Tuesday Seminar Series: How Gang Activity in Neighborhoods Undermines Democracy? Impacts on Electoral and Non-Electoral Participation in El Salvador


Tuesday, November 15, 2016, 12:00pm to 2:00pm


CGIS South, S-250, 1730 Cambridge Street

Speaker: Abby Córdova, DRCLAS Central America Visiting Scholar; Assistant Professor, Department of Political Science, University of Kentucky

In Latin America, crime and violence have reached unprecedented levels. The incidence of crime is particularly high in the Northern Triangle countries of Central America, where gangs (maras) largely drive homicide rates and many other criminal activities. This presentation evaluates the effects of neighborhood gang activity and crime victimization on citizens’ political participation in the context of El Salvador. 

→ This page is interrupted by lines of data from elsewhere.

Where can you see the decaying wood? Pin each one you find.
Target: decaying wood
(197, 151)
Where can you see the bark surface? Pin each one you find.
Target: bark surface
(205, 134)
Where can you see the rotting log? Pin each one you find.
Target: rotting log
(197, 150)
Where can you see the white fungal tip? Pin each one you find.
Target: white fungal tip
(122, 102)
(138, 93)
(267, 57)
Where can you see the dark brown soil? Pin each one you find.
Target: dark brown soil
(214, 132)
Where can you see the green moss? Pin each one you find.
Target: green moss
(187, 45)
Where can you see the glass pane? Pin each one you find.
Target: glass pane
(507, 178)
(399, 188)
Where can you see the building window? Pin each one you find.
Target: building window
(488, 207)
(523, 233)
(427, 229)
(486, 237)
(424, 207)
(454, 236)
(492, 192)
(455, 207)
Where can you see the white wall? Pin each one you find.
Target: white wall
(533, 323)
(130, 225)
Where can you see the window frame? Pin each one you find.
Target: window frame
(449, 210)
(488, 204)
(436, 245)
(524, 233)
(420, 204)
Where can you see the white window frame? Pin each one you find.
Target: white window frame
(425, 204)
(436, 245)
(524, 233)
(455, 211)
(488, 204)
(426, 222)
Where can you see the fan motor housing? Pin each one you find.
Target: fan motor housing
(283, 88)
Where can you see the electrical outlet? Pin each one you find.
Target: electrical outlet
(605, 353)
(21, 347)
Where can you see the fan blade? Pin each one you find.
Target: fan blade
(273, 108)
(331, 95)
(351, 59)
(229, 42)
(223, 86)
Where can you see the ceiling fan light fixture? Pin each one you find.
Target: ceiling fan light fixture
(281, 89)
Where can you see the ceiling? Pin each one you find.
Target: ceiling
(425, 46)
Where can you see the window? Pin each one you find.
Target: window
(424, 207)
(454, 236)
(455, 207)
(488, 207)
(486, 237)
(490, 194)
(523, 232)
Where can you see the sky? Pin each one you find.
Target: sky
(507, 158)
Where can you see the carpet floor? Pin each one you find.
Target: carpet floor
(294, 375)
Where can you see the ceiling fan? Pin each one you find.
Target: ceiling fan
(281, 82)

cordovaDr. Abby Córdova is an assistant professor in the Department of Political Science at the University of Kentucky, and a visiting scholar at the David Rockefeller Center for Latin American Studies (DRCLAS) at Harvard University. Her field of specialization is comparative politics, with a focus on public opinion and political behavior in Latin America. Her research has been published or is forthcoming in peer-reviewed outlets, including World Politics, The Journal of Politics, Comparative Political Studies, Latin American Politics and Society, PS: Politics and Political Science, Journal of Democracy, and the International Journal of Sociology (special issue on political inequality in Latin America). She is also the author of editor-reviewed chapters and methodological studies, one of which developed the methodology currently being implemented to evaluate USAID’s programs to prevent crime and violence in Guatemala. Her research integrates topics related to crime and violence, economic inequality, gender inequality, and international migration with the aim of better understanding their effects on citizens’ political attitudes and behaviors.  Dr. Córdova completed her graduate studies at Vanderbilt University, where she obtained a PhD in Political Science and two Master’s degrees, one in Economics, the other in Latin American Studies. In El Salvador, her home country, she completed her undergraduate studies at the Universidad Centroamericana José Simeón Cañas (UCA), where she was a professor in the Department of Economics. Before joining the University of Kentucky, she was a post-doctoral fellow in the Latin American Public Opinion Project at Vanderbilt University, where she served as the lead researcher of USAID’s Central American Regional Security Initiative (CARSI) study. She has also been a Fulbright Fellow and worked as a consultant for The World Bank.